As presas preferidas.
Satanás tem vítimas preferidas. Não ataca todos os homens com o mesmo furor. Aliás nem precisa: os cristãos medíocres e os pecadores inveterados já lhes pertencem. A sua raiva orienta-se especialmente conta os convertidos, contra aqueles que querem ser fieis ao Senhor. Eles são pecadores mas não desistem, mesmo quando caem se levantam, recomeçam de novo, assim se subtraem continuamente ao seu império. Satanás assalta os cristãos fervorosos, isto é àqueles que com todas as forças assumem a missão de evangelizar, de espalhar o Reino de Deus. Desencadeia todos os seus esforços contra os santos.
Ele procura com todas as suas astúcias de impedir a prática dos sacramentos e da oração porque são os meios privilegiados que alimentam a nossa amizade com Deus. Sobretudo, não quer que se cultive uma verdadeira e filial devoção à Virgem Maria.

As suas estratégias
Satanás quer passar despercebido, até fica contente quando os homens pensam que ele não existe, desta forma pode actuar em plena liberdade e sem encontrar obstáculos. Enquanto os grandes deste mundo são ávidos de publicidade (políticos, comerciantes, artistas) e querem que todos falem deles, o demónio não. Este monstro de orgulho parece ser um modelo de humildade, não quer de forma nenhuma aparecer. Quer ser ignorado, passar despercebido para assim realizar os seus plano de ódio contra Deus, contra a Igreja, contra toda a humanidade. Podemos dizer que o demónio alegra-se com o grande silêncio que exista a seu respeito também na igreja.

João Paulo II numa mensagem de 31 de março de 1985 afirmava: “Não se deve ter medo de chamar por nome o primeiro artífice do mal: o Maligno.
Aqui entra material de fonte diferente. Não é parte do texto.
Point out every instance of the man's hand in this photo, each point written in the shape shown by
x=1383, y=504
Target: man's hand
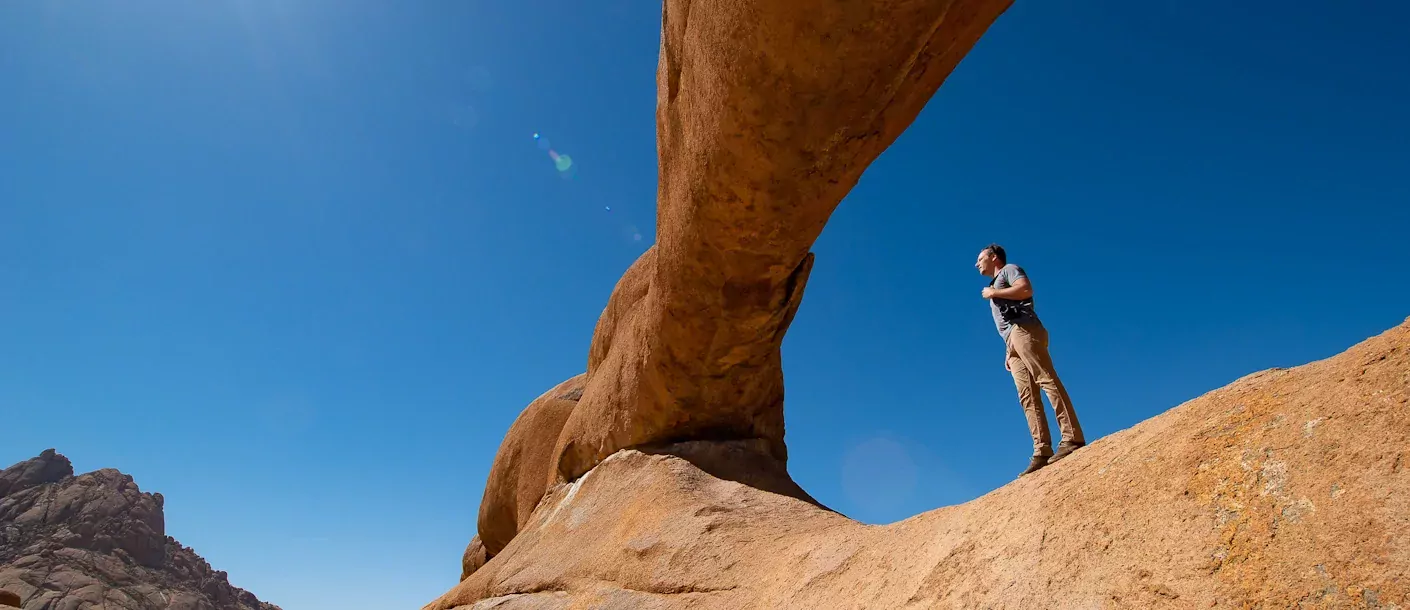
x=1020, y=290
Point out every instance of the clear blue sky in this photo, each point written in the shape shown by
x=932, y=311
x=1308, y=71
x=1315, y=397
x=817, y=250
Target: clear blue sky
x=298, y=265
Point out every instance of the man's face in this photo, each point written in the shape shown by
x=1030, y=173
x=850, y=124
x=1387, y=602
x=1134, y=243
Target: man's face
x=986, y=262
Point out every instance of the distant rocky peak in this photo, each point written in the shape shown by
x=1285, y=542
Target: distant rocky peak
x=48, y=468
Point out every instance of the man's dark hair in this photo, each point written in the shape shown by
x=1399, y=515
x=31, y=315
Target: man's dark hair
x=998, y=252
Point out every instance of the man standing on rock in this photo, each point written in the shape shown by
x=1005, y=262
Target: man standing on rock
x=1011, y=300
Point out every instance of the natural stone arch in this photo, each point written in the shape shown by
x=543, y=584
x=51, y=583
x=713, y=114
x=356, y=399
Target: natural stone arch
x=767, y=114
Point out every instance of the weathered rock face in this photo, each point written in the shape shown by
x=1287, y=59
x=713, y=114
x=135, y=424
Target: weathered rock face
x=96, y=540
x=767, y=114
x=519, y=475
x=1283, y=489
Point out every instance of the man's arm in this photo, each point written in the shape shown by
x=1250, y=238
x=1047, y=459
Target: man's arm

A tática que aplicou e que aplica consiste em não se revelar para que o mal difundido por ele desde a origem se desenvolva por acção do próprio homem, entre as classes e as nações … a fim de que o mal se converta cada vez mais num pecado estrutural e cada vez menos se possa identificá-lo como pecado pessoal: numa palavra, a fim de que o homem se sinta num certo sentido “libertado” do pecado, enquanto ao mesmo tempo se afunda cada vez mais nesse pecado”.